2016.03.12

劇的同点OG演出も悔い残る広島FW浅野「落ち着いてネットを揺らしたかった」

浅野拓磨
土壇場の同点ゴールを演出したFW浅野拓磨 [写真]=春木睦子
サッカー総合情報サイト

 2016明治安田生命J1リーグ・ファーストステージ第3節が12日に行われ、サンフレッチェ広島はホームで湘南ベルマーレと対戦し、2-2で引き分けた。

 リーグ戦未勝利で迎えた第3節、広島はこの試合でも苦戦を強いられた。湘南のパウリーニョに先制点を奪われると、ピーター・ウタカの得点で追いついたものの、再び湘南の藤田祥史のゴールでリードを許した。1-2のまま後半アディショナルタイムに突入し、誰もが広島の2敗目を予想したが、最後にドラマは待っていた。

 ラストワンプレーとなった後半アディショナルタイム5分、青山敏弘が自陣からロングボールを送り、前線に上がっていた千葉和彦がこれを競り合う。エリア内でこぼれ球を拾った浅野拓磨が右足でシュート性のボールを入れると、相手DFに当たったボールがゴールネットを揺らした。

 同点ゴールを呼び寄せたFW浅野は、「オウンゴールだったので納得はいかないですけど…全然いかないです(苦笑)」と話しながらも、土壇場で勝点1をもぎ取ったことを喜んだ。それでも「あそこはちゃんと落ち着いてネットを揺らしたかった」と決めきれなかった悔しさが残ったようだ。

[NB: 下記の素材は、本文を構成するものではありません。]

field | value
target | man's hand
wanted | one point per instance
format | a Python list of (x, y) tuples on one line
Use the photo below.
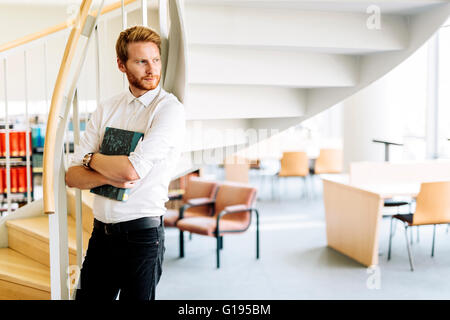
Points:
[(125, 185), (81, 178), (117, 168)]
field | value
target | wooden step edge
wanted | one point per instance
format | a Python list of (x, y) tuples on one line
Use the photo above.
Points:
[(45, 237), (9, 276)]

 ゴール前にはMF柴崎晃誠も詰めており、浅野も触れたかどうかを確認したというが、柴崎の答えは残念ながら「触ってない」だった。「どうせやったら晃誠さんに触って欲しかった」と語る浅野は、柴崎に「『触った』って言っておいてくださいよ(笑)」と声をかけたという。

 広島は16日にホームで行われるAFCチャンピオンズリーグ(ACL)・グループステージ第3節でブリーラム・ユナイテッド(タイ)と対戦する。ACLでも勝たなければいけない試合が続くが、「まずは目の前の試合に対して『絶対に勝つ』という気持ちで良い準備をしたい。JリーグやACLがありますが、どの試合も自分にとっては変わらない1試合。次勝つことによってチームの雰囲気が変わったり、勢いもつくと思うので、まずは目の前の試合で1勝という気持ちで臨みたい」と1試合1試合をしっかりと勝っていくことが重要だと話した。

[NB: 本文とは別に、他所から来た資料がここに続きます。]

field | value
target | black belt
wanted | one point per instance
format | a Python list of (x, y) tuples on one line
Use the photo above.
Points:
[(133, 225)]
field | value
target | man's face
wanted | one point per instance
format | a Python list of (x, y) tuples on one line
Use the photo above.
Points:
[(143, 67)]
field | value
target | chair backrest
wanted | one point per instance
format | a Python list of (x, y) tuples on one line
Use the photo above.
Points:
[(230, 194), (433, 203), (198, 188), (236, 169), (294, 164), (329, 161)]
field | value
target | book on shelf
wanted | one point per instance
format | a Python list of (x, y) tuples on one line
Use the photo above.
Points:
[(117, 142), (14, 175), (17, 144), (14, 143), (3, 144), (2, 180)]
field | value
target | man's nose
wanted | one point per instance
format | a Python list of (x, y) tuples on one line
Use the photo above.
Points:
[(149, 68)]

 今季は得意の“ジャガーポーズ”を「FUJI XEROX SUPER CUP」でしか見せられていない。これについては「まずはチームの勝利。次に自分が得点して、チームの勝利に貢献したいという気持ちはある。見てくれている人たちも(ジャガーポーズの)パフォーマンスを期待してくれていると思うので、みなさんの前でできるように、ゴールと勝利を届けられたら」とホームのファン・サポーターの前で披露することを誓った。